I have a dataframe with columns 'Person', 'NoShow', and 'date'.
Code to create the dataframe:
df <- data.frame(Person = c('334','334','334','334','334','334','334','334','334'),
NoShow = c(1,1,1,0,1,1,0,1,0),
date = c('2014-01-01','2016-06-01','2017-01-01','2018-05-01','2021-01-01','2021-06-03','2022-04-14','2022-04-14','2023-05-03'),
date_num = c(20140101, 20160601, 20170101, 20180501, 20210101, 20210603,20220414,20220414,20230503)
)
I want to create two new variables: One variable to show whether or not there was a no-show within two years of the current date, and one variable that counts the number of no-shows within two years of the current date.

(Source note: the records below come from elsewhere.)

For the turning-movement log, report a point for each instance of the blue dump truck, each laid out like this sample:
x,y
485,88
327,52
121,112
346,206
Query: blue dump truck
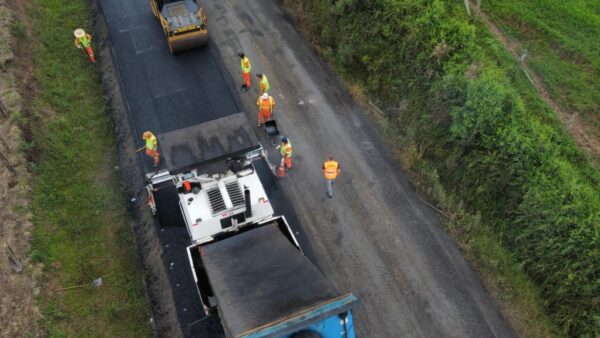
x,y
248,266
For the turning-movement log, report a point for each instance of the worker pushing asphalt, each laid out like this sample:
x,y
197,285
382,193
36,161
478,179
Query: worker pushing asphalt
x,y
375,238
83,41
246,69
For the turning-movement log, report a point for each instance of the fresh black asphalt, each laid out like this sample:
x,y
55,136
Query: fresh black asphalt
x,y
164,93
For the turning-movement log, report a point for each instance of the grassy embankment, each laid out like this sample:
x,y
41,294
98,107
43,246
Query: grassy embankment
x,y
82,228
563,40
524,201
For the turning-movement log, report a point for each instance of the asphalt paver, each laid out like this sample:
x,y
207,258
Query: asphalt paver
x,y
375,238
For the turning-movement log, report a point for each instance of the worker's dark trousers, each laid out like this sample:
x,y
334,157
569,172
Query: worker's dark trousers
x,y
330,188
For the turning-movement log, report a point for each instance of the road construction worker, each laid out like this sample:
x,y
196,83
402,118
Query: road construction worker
x,y
264,83
285,150
152,147
84,40
330,171
265,104
246,68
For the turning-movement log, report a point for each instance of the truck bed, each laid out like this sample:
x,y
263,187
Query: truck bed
x,y
261,280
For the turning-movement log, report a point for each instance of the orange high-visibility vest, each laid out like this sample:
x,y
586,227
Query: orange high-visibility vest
x,y
285,150
245,65
330,170
85,41
266,104
151,143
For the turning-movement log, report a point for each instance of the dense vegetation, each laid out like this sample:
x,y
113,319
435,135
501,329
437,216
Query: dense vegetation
x,y
483,130
563,40
82,227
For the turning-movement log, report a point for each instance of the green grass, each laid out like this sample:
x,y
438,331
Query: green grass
x,y
563,38
82,229
489,150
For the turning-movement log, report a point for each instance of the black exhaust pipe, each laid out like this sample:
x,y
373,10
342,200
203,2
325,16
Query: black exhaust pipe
x,y
248,204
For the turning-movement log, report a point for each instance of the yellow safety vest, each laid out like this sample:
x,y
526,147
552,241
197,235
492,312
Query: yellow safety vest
x,y
151,143
84,41
330,170
286,149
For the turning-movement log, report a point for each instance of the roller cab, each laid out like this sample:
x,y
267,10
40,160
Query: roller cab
x,y
183,22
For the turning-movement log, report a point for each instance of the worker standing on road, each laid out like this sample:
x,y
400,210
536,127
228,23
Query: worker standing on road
x,y
151,147
84,40
330,171
246,68
265,104
264,83
285,150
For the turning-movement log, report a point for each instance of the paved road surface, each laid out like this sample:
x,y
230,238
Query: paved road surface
x,y
374,238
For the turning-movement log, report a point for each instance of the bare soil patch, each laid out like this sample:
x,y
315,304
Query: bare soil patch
x,y
19,314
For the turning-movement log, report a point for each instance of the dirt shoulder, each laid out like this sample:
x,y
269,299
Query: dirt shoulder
x,y
19,314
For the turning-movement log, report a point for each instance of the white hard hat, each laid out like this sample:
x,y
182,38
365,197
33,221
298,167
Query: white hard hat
x,y
79,33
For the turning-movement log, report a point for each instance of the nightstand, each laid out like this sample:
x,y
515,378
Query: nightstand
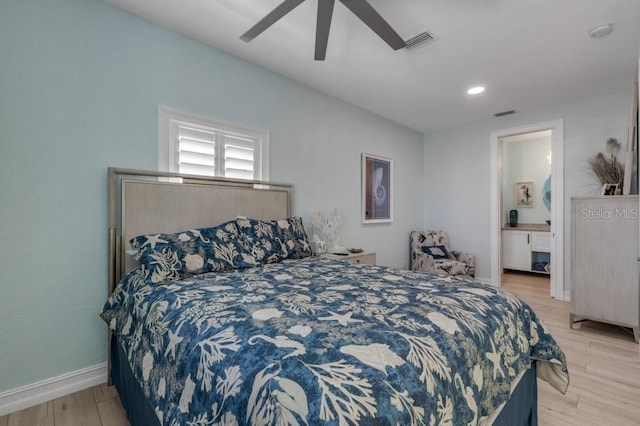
x,y
365,257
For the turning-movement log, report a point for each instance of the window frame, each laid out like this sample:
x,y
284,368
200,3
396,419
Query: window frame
x,y
169,121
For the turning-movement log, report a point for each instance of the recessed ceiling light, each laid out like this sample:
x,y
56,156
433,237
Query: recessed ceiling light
x,y
475,90
601,30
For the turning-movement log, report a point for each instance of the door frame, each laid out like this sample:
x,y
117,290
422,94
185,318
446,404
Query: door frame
x,y
557,201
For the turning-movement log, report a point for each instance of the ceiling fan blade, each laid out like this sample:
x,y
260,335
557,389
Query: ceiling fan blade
x,y
323,24
367,14
271,18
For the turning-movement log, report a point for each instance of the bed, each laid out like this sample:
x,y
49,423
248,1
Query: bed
x,y
226,318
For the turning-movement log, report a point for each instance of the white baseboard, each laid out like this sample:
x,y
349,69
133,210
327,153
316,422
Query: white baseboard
x,y
37,393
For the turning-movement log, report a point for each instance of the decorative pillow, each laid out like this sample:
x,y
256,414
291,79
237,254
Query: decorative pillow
x,y
165,257
263,239
295,238
275,240
437,252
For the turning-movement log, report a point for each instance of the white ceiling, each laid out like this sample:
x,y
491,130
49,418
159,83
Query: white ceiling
x,y
528,53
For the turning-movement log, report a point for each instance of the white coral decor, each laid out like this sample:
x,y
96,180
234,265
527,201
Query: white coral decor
x,y
326,224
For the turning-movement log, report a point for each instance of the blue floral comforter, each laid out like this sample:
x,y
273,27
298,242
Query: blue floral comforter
x,y
318,341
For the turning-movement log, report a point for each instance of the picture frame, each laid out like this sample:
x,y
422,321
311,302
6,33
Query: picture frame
x,y
377,189
525,194
609,188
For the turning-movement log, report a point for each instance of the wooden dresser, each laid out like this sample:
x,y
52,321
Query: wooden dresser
x,y
605,283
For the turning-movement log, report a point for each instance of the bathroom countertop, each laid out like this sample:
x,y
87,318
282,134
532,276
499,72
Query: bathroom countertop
x,y
541,227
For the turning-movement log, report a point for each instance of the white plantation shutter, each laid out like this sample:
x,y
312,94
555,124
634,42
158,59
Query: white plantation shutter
x,y
196,151
239,157
194,145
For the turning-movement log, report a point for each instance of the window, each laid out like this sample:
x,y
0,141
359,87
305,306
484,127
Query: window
x,y
201,146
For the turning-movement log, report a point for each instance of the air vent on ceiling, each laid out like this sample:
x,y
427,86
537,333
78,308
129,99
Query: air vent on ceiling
x,y
421,39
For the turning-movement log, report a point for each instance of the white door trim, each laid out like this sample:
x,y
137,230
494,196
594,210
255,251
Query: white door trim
x,y
557,201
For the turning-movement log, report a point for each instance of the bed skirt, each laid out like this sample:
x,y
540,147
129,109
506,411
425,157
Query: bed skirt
x,y
521,410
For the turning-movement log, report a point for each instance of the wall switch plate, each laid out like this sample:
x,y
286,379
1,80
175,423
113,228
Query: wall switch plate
x,y
318,247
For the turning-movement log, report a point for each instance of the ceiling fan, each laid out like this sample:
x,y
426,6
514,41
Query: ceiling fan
x,y
361,8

The code below successfully creates the first variable 'reNoShow_2y' (whether or not there was a no-show within two years of the current date):
df$date_num_rev <- df$date_num * (-1)
df <- df[order(df$date_num_rev),]
### create reNoShow (0,1) and reNoShow_f (# of re NoShows)
library(tidyverse)
df <- df %>%
group_by(Person) %>%
mutate(reNoShow = lag(as.numeric(cumsum(NoShow) > 0)),
reNoShow_f = lag(cumsum(NoShow), default = 0)*(date != lag(date)),
reNoShow_f = case_when(
is.na(reNoShow_f) ~ 0,
reNoShow_f == 0 ~ lag(reNoShow_f),
TRUE ~ reNoShow_f
))
### to prepare for the next step, convert reNoShow_f==NA to reNoShow==0
df$reNoShow_f[is.na(df$reNoShow_f)] <- 0
### create NoShowiable that captures the date of the most recent NoShow
df <- df %>%
group_by(Person) %>%
mutate(nextNoShow=ifelse(c(FALSE, diff(reNoShow_f))!=0, lag(date),NA)) %>%
fill(nextNoShow)
df$daysto_nextNoShow <- as.numeric(difftime(df$nextNoShow, df$date, units = c('days')))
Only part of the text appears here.